A few problems exist in the refining business too. For one, the margins are under pressure and two, RIL has not been able to set up a distribution network of its own. Although the company has the approval for 6,000 retail outlets across the country, it sells its products through a marketing arrangement (which lapses in April 2004) with the government-owned Indian Oil Corporation. The problem is compounded because Reliance may not want to invest huge sums in this area until the proposed disinvestment of PSUs like HPCL and BPCL is over.

RIL's first priority will be to acquire either hpcl or bpcl, which together account for a 50 per cent marketshare in key retail diesel and petrol markets. "Such a move would have benefited RIL as setting up a new distribution base is time-consuming and costlier," explains Ashit Kothari, an analyst with ask Raymond James. But since the privatisation of both these PSUs has been delayed, Reliance is caught in a trap: it can neither invest in new retail assets, nor can it wait endlessly for the PSUs to be hived off.

However, some experts think that RIL has no option but to wait for the privatisation of oil PSUs. Simply because it will not risk investing in new retail assets. If true, when (and if) the two PSUs are put on the block, RIL will have to bid aggressively (and risk paying too much) for these PSUs or risk losing them. This could result in lower returns and depressed cash flows in the near future. The same can happen with the group's ambitious investments in biotech, telecom and power. The telecom/infocom forays itself would require a massive Rs 25,000 crore. RIL, which has a 45 per cent stake in Reliance Infocomm, will not earn anything in the near future from this venture as it is not likely to break even soon.

"With Reliance making huge investments in areas where technology becomes obsolete fast, there are some concerns as to when the company will start generating returns. The investment in the infocom project is expected to be staggered over five to seven years," feels Hrishi Modi, senior investment analyst, ask Raymond James.Moreover, Reliance is likely to face stiff competition in this sector from rivals like Bharti Telecom and the now-Tatas-owned Videsh Sanchar Nigam Ltd.

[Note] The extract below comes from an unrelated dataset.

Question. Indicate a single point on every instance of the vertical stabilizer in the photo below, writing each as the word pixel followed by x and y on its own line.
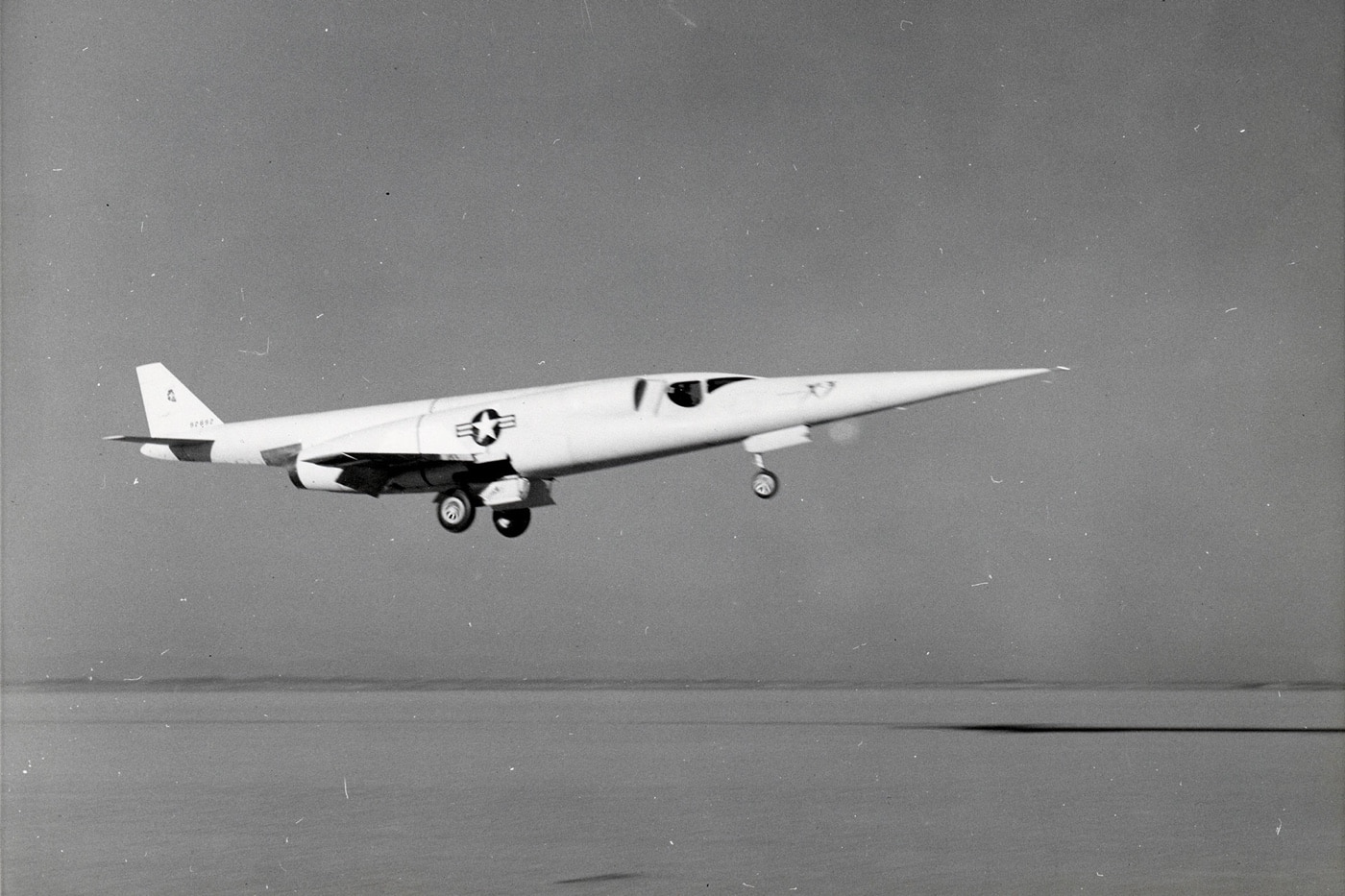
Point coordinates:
pixel 171 409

Old Reliance watchers shrug off all these concerns. For them, the Ambanis invariably have a way of bouncing back when everyone's written them off. It can happen this time too. Therefore, despite major apprehensions and fears, investment bankers are still gung ho on the scrip in the long term. Most of them feel that the bear hammering is merely to earn short-term profits. And the scrip price could rise to over Rs 350 over the next 12 months. Well, when it comes to the Ambanis, anything's possible. Even a bear could change into a bull.